I love my life.  Watching my adult children live their lives, make their own decisions, and yes, even struggle with life is interesting.  The wisdom of my years tells me that without struggle, life is not deep enough, not felt enough, not rich enough, not LIVED enough.  It is so necessary for my kids to go through this, just like I did, and my parents before me.  It's what happens when your kids are middle and older teenagers.  They MUST encounter obstacles and seemingly insurmountable challenges in order to be able to function as adults in this life - and in fact, I wish I would see even at the elementary level more parents willing to let their kids experience natural consequences of life.  Recently a parent of an elementary student was upset at a "D" grade, stating that their child was unable to do grade level work because of poor organizational skills.  This parent expected the school to come up with plan usually reserved for students with disabilities in order to be able to help the child succeed, and, asked the teacher to change the grade to what the child would have earned would this plan have been in place.  I understand organizational challenges - I have them myself - however, the school is not the parent.  Something tells me that there's a lot of parents who are bailing kids out every single day because consequences are one thing they don't want their child to experience.

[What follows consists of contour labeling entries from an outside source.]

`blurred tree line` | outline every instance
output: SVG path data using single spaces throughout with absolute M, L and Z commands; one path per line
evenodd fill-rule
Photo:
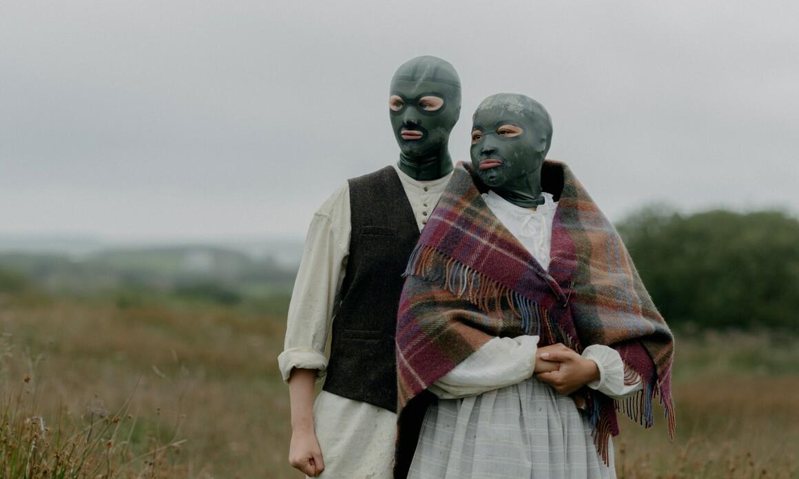
M 675 329 L 767 328 L 799 333 L 799 220 L 779 211 L 682 215 L 662 206 L 617 224 L 650 293 Z M 0 254 L 4 295 L 153 294 L 284 314 L 296 270 L 269 258 L 197 247 L 112 250 L 76 259 Z M 37 296 L 39 297 L 39 296 Z M 264 303 L 268 301 L 268 303 Z
M 617 228 L 673 327 L 799 331 L 796 218 L 650 207 Z

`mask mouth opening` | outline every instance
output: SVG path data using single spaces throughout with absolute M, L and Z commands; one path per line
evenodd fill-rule
M 397 131 L 397 137 L 403 141 L 421 141 L 427 137 L 427 130 L 419 125 L 403 125 Z
M 477 168 L 478 169 L 483 171 L 502 166 L 503 163 L 503 161 L 499 158 L 486 158 L 485 160 L 480 160 Z

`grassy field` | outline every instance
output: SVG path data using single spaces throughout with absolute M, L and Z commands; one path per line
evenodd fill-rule
M 29 445 L 37 428 L 96 431 L 93 477 L 300 477 L 276 363 L 285 307 L 0 295 L 4 427 Z M 623 422 L 620 477 L 799 477 L 799 340 L 682 336 L 674 389 L 676 440 L 662 420 Z

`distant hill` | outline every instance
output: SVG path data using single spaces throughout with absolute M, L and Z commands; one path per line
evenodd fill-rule
M 118 289 L 224 290 L 237 296 L 285 294 L 293 284 L 302 244 L 252 241 L 217 244 L 109 246 L 55 239 L 0 242 L 0 270 L 54 293 Z M 227 295 L 228 293 L 225 293 Z

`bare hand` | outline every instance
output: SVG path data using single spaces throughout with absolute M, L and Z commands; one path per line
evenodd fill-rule
M 533 370 L 536 374 L 538 373 L 551 373 L 552 371 L 556 371 L 560 368 L 560 363 L 555 361 L 547 361 L 541 357 L 541 351 L 543 348 L 539 348 L 535 351 L 535 369 Z M 543 350 L 544 352 L 547 350 Z
M 292 433 L 292 443 L 288 449 L 288 463 L 306 476 L 316 477 L 324 470 L 322 449 L 313 430 L 300 430 Z
M 599 378 L 599 367 L 590 359 L 585 359 L 575 351 L 558 343 L 539 348 L 542 359 L 560 362 L 556 371 L 536 373 L 539 381 L 552 386 L 564 396 Z

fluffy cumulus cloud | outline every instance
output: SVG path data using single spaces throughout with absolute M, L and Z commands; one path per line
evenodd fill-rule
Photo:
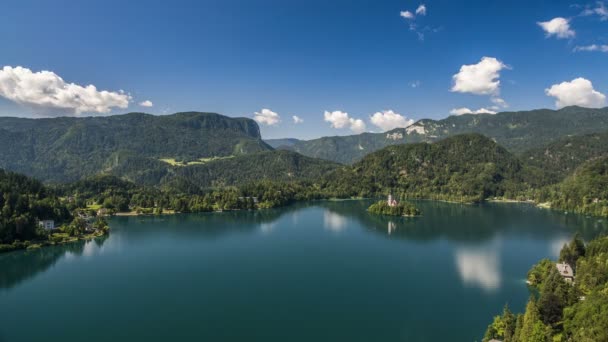
M 576 35 L 576 32 L 570 28 L 570 20 L 566 18 L 557 17 L 537 24 L 545 31 L 547 37 L 565 39 L 573 38 Z
M 374 113 L 374 115 L 370 117 L 370 121 L 374 126 L 379 127 L 383 131 L 390 131 L 391 129 L 398 127 L 407 127 L 414 123 L 414 120 L 408 119 L 392 110 Z
M 582 77 L 570 82 L 554 84 L 545 89 L 545 93 L 548 96 L 555 97 L 557 108 L 566 106 L 600 108 L 606 105 L 606 96 L 593 89 L 591 81 Z
M 581 15 L 597 15 L 600 17 L 601 21 L 606 21 L 608 20 L 608 8 L 606 8 L 603 1 L 597 1 L 595 5 L 585 7 Z
M 450 111 L 452 115 L 464 115 L 464 114 L 496 114 L 495 111 L 486 108 L 480 108 L 478 110 L 471 110 L 469 108 L 454 108 Z
M 574 52 L 579 52 L 579 51 L 586 51 L 586 52 L 590 52 L 590 51 L 608 52 L 608 45 L 591 44 L 591 45 L 585 45 L 585 46 L 576 46 L 574 48 Z
M 127 108 L 131 100 L 124 91 L 66 83 L 52 71 L 33 72 L 20 66 L 0 69 L 0 96 L 44 115 L 109 113 L 112 108 Z
M 477 64 L 463 65 L 452 76 L 451 91 L 476 95 L 498 95 L 500 93 L 500 71 L 507 66 L 494 57 L 483 57 Z
M 426 6 L 424 4 L 420 4 L 420 6 L 416 8 L 416 15 L 426 15 Z
M 142 106 L 142 107 L 148 107 L 148 108 L 150 108 L 150 107 L 154 106 L 154 103 L 152 103 L 152 101 L 150 101 L 150 100 L 146 100 L 146 101 L 140 102 L 139 105 Z
M 414 19 L 414 13 L 410 11 L 401 11 L 399 15 L 405 19 Z
M 332 128 L 350 128 L 355 133 L 364 132 L 366 129 L 365 122 L 361 119 L 351 118 L 347 112 L 342 111 L 325 111 L 323 119 L 331 123 Z
M 253 120 L 259 124 L 274 126 L 281 122 L 281 116 L 270 109 L 264 108 L 261 111 L 253 114 Z

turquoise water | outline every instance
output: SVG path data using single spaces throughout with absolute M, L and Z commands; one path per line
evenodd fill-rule
M 110 236 L 0 255 L 0 341 L 476 341 L 525 274 L 606 221 L 523 204 L 368 201 L 117 217 Z

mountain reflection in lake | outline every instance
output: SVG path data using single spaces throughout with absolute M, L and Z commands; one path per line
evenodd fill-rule
M 2 254 L 0 336 L 480 340 L 507 301 L 523 309 L 532 264 L 606 231 L 525 204 L 419 201 L 423 216 L 395 218 L 370 203 L 116 217 L 106 238 Z

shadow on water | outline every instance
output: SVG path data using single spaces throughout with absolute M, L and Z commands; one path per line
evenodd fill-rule
M 608 221 L 597 217 L 538 209 L 525 203 L 454 204 L 415 201 L 421 217 L 372 215 L 367 207 L 373 201 L 319 202 L 327 210 L 356 219 L 363 227 L 390 238 L 460 242 L 491 240 L 497 234 L 540 237 L 547 233 L 579 232 L 592 239 L 608 232 Z
M 180 239 L 217 239 L 228 234 L 251 234 L 276 223 L 282 216 L 309 207 L 325 209 L 325 224 L 330 229 L 344 229 L 343 218 L 358 221 L 367 231 L 390 239 L 432 241 L 449 239 L 464 243 L 492 240 L 498 234 L 518 234 L 542 238 L 551 232 L 572 235 L 580 232 L 591 239 L 608 232 L 608 221 L 581 215 L 540 210 L 527 204 L 487 203 L 464 205 L 434 201 L 416 201 L 423 216 L 394 218 L 371 215 L 367 207 L 373 201 L 315 201 L 258 211 L 166 215 L 150 217 L 114 217 L 110 226 L 120 239 L 139 242 L 165 234 Z M 145 224 L 133 224 L 134 222 Z M 187 234 L 184 234 L 187 233 Z M 111 233 L 113 235 L 114 233 Z M 93 241 L 75 242 L 32 251 L 0 254 L 0 290 L 10 289 L 51 268 L 63 256 L 81 256 L 87 244 L 101 248 L 108 236 Z M 92 247 L 89 246 L 89 247 Z M 0 336 L 0 342 L 2 342 Z
M 101 248 L 107 238 L 101 236 L 92 241 L 77 241 L 59 246 L 0 254 L 0 290 L 11 289 L 48 270 L 68 253 L 75 256 L 83 255 L 87 244 L 95 244 L 97 248 Z M 2 342 L 1 335 L 0 342 Z

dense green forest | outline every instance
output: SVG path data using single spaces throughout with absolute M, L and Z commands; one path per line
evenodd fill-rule
M 574 282 L 564 280 L 555 262 L 542 260 L 528 273 L 533 291 L 525 313 L 505 307 L 484 341 L 608 341 L 608 237 L 586 245 L 575 237 L 564 245 L 559 262 L 572 265 Z
M 251 153 L 188 166 L 139 160 L 141 163 L 125 163 L 111 174 L 137 184 L 186 193 L 239 186 L 257 180 L 288 182 L 319 179 L 339 166 L 291 151 Z
M 467 114 L 441 120 L 423 119 L 385 133 L 322 137 L 313 140 L 281 139 L 270 144 L 303 155 L 352 164 L 389 145 L 434 142 L 446 137 L 479 133 L 519 154 L 560 138 L 608 131 L 608 108 L 565 107 L 560 110 Z M 288 143 L 286 143 L 288 142 Z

And don't get me started on parents who complete their child's homework/projects for them.

Off the soapbox - how did I get started on that of all things.  THIS is why I don't blog.  Too much disorganization in my thinking!  For the odd rare reader who finds this blog, may your 2017 be one of growth for you.  Remember to feed your body, feed your mind, and feed your soul - and feed quality nourishment which will help foster maturity.  Blessings to you.